Owen Eklbad and Eloy Moreno-Nadales, graduate students at MSU, were co-authors for the study, along with Lubashan Pathirana, who completed his Ph.D. at MSU in 2023 and is now a postdoctoral fellow at QMath in Copenhagen. Jeffrey Schenker, professor of mathematics and the department’s chairperson, also contributed.

"When a system described by quantum mechanics is measured, the measurement itself has an inevitable effect on the system,” the authors stated. “This is part of what makes quantum mechanics ‘weird’ and novel.”

The researchers’ work examines these “not-quite-perfect” measurements and shows when their effects resemble repeated perfect measurements and when they behave in completely new ways.

How this helps quantum computing

This research matters for the future of quantum computers, which rely on very delicate quantum systems. To keep these systems working correctly, computers must check for errors constantly using repeated measurements.

Real machines always have some randomness or “disorder.” Understanding how this disorder affects repeated measurements can help scientists design better error-correction methods. The findings add a new piece to the puzzle by showing how disorder influences the long-term behavior of quantum systems.

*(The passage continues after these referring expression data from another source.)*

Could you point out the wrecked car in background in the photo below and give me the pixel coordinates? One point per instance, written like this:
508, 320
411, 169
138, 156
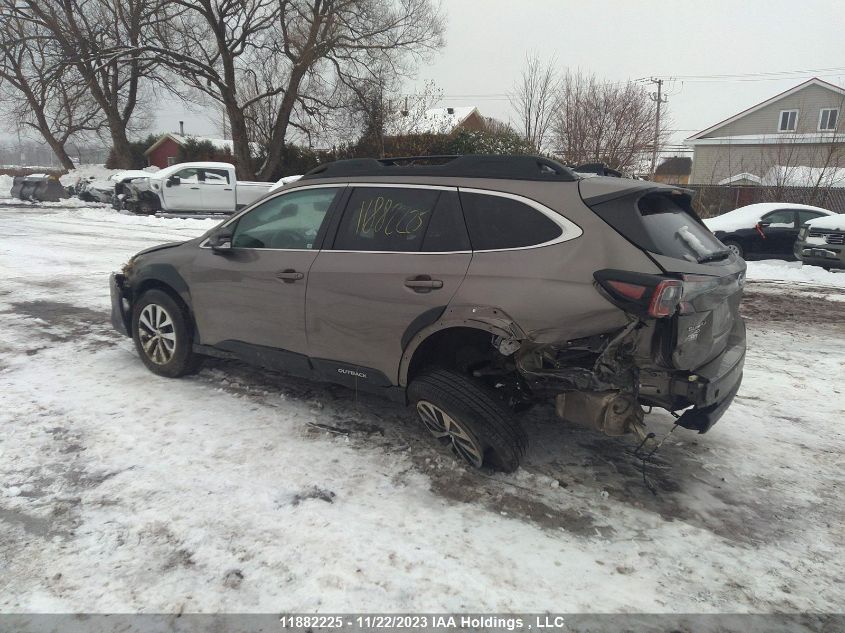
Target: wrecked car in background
470, 289
106, 190
765, 230
38, 188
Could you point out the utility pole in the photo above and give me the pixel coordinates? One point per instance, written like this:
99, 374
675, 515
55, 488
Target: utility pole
660, 99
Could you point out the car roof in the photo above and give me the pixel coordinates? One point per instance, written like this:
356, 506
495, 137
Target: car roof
505, 167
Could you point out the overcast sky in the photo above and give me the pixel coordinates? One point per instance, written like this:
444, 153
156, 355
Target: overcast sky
617, 40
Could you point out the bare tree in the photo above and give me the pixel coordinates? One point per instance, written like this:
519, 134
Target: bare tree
40, 94
535, 99
287, 62
86, 34
613, 123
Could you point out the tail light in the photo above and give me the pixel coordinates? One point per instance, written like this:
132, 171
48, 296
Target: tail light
651, 296
666, 298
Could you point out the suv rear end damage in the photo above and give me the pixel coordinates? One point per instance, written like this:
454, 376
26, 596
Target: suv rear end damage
684, 345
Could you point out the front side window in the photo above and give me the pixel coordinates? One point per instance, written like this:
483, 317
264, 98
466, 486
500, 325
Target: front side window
497, 222
289, 221
391, 219
782, 219
188, 176
787, 120
828, 118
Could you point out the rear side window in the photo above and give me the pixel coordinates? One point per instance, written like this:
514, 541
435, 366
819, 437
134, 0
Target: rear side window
446, 231
674, 231
497, 222
661, 223
386, 219
782, 219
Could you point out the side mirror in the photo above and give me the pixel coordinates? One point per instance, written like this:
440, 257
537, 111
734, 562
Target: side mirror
221, 242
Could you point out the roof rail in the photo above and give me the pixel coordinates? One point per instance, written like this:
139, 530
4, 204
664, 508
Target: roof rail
599, 169
511, 167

Connecting to dark subspaces

The researchers hope to connect these results to a powerful idea in quantum computing called dark subspaces. These are special parts of a quantum state-space that stay hidden to certain measurements and can help protect information from errors.

By better understanding how repeated measurements purify a system and how dark subspaces behave, scientists may be able to design more reliable quantum codes that keep information safe even when real-world imperfections are unavoidable.

The research was supported by a grant from the National Science Foundation, with additional support from grants from Villum Fonden and the QMATH Centre of Excellence.